The numbers are staggering, as if there must be a typo.
But there is none.
In Larry Kehres’ 27 years as football coach at Mount Union, the Purple Raiders have played 358 games and won 331. They’ve lost 24, and tied three. His winning percentage of .929 is easily the best in college football history, and five of his losses have come in the NCAA’s Division III national championship game, a game his team has also won 10 times. All the appearances have come since 1993.
The Purple Raiders (14-0) will play for the title again tonight in Salem, Va., meeting St. Thomas of Minnesota (14-0). It will be Mount Union’s 15th title appearance in 17 years, and the Tommies’ first.
For Mount Union safety Nick Driskill and 24 other seniors on the Purple Raiders, the game is much more than just another trip to Salem Stadium. It’s also their last chance to finally win a championship.
For three seasons in a row heading into this one, Driskill’s memory has been a long bus ride back to Alliance, the Purple Raiders having been beaten by Wisconsin-Whitewater for the championship.
Since the Purple Raiders won their first title in 1993, no class at Mount Union has gone all four years without winning at least one national championship. Driskill’s class could be the first.
It’s why, he said, for all the awards he has won as an athlete and scholar, this game is the one that will determine whether he looks back on his college career in a positive light, or a negative one.
“This is why I came to Mount Union,” said Driskill, a native of Wabash, Ind. “It’s not just to play in national championships. It’s to win. As I look back on my career, whether I look back on it on a positive note or a negative note, personally for me, this is make or break. I wouldn’t have it any other way.”
Kehres knows his players feel like they are supposed to win, and likes it that way. The Purple Raiders, after all, have 21 unbeaten regular seasons in Kehres’ career, and have put together winning streaks of 54 and 55 games, which count as the two longest winning streaks in college football history.
“I think they feel that,” Kehres said of high expectations. “Call it pressure or [that] they’re trying to achieve their goal, which is to make it to the Stagg Bowl and to win the game. It’s a goal that they set, but they understand that there’s a process that you must go through to get there and I think they’ve paid their dues this year and they’ve done the work.”
The success all points to Kehres, Jacksonville Jaguars receiver Cecil Shorts III said. Shorts arrived at Mount Union as a quarterback in 2007, switched to wide receiver as a sophomore and finished his career with 63 career touchdown catches. He got his Division III national championship ring in 2008.

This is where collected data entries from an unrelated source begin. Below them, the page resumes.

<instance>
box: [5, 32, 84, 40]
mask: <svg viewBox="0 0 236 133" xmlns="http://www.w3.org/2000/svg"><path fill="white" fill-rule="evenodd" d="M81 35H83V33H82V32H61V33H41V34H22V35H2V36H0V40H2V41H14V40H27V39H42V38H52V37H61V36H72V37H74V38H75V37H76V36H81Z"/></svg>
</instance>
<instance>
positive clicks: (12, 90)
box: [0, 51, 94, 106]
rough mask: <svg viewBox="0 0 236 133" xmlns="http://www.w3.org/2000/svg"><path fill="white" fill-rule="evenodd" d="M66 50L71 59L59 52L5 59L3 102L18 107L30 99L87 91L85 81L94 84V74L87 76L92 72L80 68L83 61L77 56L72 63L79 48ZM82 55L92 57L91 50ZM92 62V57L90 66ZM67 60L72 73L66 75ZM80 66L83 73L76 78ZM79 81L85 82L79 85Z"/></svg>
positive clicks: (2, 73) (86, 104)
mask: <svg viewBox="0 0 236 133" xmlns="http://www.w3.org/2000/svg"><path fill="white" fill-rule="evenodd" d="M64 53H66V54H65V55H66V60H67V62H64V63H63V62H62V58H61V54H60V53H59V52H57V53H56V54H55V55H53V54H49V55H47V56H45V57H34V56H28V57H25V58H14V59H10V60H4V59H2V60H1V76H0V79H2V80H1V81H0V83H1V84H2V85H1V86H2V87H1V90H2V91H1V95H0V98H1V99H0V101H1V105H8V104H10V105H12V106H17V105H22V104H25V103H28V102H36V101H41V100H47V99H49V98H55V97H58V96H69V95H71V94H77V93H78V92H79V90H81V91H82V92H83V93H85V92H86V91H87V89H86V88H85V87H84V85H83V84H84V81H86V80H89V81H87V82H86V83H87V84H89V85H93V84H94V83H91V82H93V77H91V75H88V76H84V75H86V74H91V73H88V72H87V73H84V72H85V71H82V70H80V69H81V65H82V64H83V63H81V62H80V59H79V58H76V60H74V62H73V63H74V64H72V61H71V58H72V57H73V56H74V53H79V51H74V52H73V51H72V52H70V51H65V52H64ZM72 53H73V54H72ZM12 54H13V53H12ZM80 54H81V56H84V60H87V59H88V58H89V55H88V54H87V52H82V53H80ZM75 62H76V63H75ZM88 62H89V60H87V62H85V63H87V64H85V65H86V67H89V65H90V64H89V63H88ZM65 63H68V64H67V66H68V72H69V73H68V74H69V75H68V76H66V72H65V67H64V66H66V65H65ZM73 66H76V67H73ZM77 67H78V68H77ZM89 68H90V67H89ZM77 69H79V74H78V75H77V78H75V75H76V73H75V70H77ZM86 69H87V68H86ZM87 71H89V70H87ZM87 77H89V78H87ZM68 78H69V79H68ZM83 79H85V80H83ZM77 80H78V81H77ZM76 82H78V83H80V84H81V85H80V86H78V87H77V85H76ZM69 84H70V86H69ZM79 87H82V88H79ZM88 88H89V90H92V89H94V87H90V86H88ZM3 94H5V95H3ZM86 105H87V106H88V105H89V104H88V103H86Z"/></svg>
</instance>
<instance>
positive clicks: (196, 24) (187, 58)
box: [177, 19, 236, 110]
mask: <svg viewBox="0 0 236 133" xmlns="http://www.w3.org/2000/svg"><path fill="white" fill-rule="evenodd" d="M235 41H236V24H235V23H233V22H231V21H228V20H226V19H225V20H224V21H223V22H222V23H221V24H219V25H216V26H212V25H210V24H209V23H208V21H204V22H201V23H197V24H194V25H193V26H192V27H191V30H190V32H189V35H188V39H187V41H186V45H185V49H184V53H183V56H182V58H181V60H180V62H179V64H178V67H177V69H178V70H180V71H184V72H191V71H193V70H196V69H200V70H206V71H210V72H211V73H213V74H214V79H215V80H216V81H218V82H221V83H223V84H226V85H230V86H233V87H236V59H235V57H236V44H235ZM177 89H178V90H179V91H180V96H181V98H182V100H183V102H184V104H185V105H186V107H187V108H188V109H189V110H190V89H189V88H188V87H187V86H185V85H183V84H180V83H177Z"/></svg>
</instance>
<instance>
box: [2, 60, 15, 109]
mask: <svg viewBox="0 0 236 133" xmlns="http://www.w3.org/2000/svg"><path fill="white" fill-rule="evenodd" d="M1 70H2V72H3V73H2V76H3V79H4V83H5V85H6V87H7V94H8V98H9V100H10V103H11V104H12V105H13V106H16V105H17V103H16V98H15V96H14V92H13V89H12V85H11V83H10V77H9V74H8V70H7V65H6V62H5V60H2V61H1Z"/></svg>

“He does a good job of adjusting to his players, so he’ll have the offense fit to what’s best for the players, what fits the personnel best and every year he does that,” Shorts said about Kehres.
It’s also a culture of winning that persists, Washington Redskins receiver Pierre Garcon said. Garcon transferred to Mount Union as a sophomore and was part of two national champion teams, and nearly a third.
“It’s the culture he creates, the atmosphere,” he said.
Standing in the way is an up-and-comer in the Division III ranks. The Tommies have gotten closer in each of their five seasons under Glenn Caruso, and lost to Whitewater in the semifinals last season.
Caruso came to watch anyway.
“If that’s where we really want to be, I felt like I needed to see it and feel it,” he said.
During his stay in Salem, he had an opportunity to sit with Kehres for “an hour, maybe more,” in the hotel lobby on game day, talking football and life, a time he calls “an absolute blessing for me.”
Last year’s meeting between the Purple Raiders and Whitewater marked the seventh year in a row that those two teams met for the championship, and Caruso took something else away from the game, too.
“I was looking up at the scoreboard and, if you remember, they have the two helmets on each side, the Mount Union and the Whitewater helmet, and those helmets basically were plastered up there for seven years,” he said this week. “I’m just happy we’re the team that forced someone to get a new logo.”